We are avowed bibliophiles (book lovers) at DOTW and consume books on drink history, spirits and cocktails. There have been amazing books published in the last few years on drinking history, Prohibition and the exploration of cocktail culture. We can’t think of a better gift to give for the holidays.
Here are our top picks for for your favorite book lover:
- DIY Cocktails. We can’t help ourselves. It might not be what you think of when chronicling cocktail history but this book delves into the mystery behind the 10 most used ratio’s to mix drinks. This book was written by your favorite authors at DOTW and a lot of blood, sweat and tears went into its development. DIY Cocktails is all about helping the folks at home embrace their inner bartender and provides 10 ratios that show you how to make the great classic cocktails and invent new ones of your own.
- Imbibe. This book is a classic. The irrepressible Dave Wondrich explorers early drinking in America, the contributions of the original mixologist Jerry Thomas and some amazing recipe. This book is a must for any aspiring bartender.
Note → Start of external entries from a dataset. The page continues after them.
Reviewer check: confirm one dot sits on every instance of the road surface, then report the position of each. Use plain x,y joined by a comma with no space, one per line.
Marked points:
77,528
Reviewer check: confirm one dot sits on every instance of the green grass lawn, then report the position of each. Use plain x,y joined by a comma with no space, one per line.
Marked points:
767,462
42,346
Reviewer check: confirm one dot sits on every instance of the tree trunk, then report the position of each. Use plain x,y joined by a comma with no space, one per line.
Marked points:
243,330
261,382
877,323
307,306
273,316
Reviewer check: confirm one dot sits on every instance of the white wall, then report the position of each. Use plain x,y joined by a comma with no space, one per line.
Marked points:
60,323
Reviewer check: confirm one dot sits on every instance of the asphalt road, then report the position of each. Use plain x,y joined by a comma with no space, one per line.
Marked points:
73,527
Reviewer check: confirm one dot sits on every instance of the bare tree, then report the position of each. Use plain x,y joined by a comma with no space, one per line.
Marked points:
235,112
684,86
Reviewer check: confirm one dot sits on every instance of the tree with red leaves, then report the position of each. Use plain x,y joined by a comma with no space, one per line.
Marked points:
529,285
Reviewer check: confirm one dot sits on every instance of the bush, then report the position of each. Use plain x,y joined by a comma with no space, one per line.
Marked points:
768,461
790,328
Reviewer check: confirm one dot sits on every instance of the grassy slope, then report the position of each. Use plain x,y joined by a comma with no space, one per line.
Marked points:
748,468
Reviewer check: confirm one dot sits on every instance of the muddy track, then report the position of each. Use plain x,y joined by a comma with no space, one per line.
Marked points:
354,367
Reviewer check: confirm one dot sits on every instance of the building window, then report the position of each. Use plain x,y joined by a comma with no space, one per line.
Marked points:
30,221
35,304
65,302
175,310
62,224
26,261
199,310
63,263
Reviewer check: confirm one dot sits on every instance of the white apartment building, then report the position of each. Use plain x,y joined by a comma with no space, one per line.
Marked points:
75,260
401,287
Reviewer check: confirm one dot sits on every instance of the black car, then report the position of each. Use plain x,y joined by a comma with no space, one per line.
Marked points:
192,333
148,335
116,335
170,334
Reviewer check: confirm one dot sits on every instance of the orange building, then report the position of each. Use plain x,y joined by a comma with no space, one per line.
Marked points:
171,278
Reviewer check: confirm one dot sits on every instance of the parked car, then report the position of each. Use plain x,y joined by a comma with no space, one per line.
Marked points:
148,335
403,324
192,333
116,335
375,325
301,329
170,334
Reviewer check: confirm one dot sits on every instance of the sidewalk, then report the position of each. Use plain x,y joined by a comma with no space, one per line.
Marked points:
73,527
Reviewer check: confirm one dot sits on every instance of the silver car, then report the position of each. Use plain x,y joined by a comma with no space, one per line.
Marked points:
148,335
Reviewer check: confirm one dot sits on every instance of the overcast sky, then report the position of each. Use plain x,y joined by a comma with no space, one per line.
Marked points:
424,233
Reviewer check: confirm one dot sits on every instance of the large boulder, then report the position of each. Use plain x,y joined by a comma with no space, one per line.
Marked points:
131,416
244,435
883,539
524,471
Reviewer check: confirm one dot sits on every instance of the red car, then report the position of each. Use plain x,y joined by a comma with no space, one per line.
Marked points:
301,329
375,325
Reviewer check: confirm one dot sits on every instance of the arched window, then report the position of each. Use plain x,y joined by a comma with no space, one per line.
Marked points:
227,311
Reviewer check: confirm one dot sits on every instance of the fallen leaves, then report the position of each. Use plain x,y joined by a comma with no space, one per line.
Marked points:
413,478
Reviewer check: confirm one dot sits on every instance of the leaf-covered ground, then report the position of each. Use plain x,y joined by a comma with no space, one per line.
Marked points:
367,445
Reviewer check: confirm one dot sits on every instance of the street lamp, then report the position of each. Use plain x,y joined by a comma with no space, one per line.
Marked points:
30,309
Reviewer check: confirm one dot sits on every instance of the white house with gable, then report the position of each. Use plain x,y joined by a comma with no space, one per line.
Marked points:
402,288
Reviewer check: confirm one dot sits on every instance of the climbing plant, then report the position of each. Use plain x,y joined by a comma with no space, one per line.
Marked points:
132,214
- Last Call. The book that explores Prohibition, including the political climate that led to Prohibition, the toll taken on society by Prohibition and its lasting impact. Daniel Orkney does an amazing job of exploring this complex topic and the parallels to modern issues are scary. If you don’t have time to read the book, watch Prohibition by Ken Burns, a great cliff note version of Last Call.
- Boozehound. A travelogue of booze stories from Jason Wilson, who writes the spirits column at the Washington Post. Follow the author around the globe as he seeks out in his own words, “the obscure, the rare and the overrated”. An entertaining and enlightening read.
- And a Bottle of Rum. From Wayne Curtis, one of the masters of Rum and spirits author at the Atlantic. I first ran across Mr. Curtis at Tales of the Cocktail where he served up drinks from Colonial America. One was an amazing pineapple drink made with Rum and the other made with a massive, hot, metal poker. Who couldn’t be impressed. I was inspired to check out his book, And a Bottle of Rum, a study in American drinking history.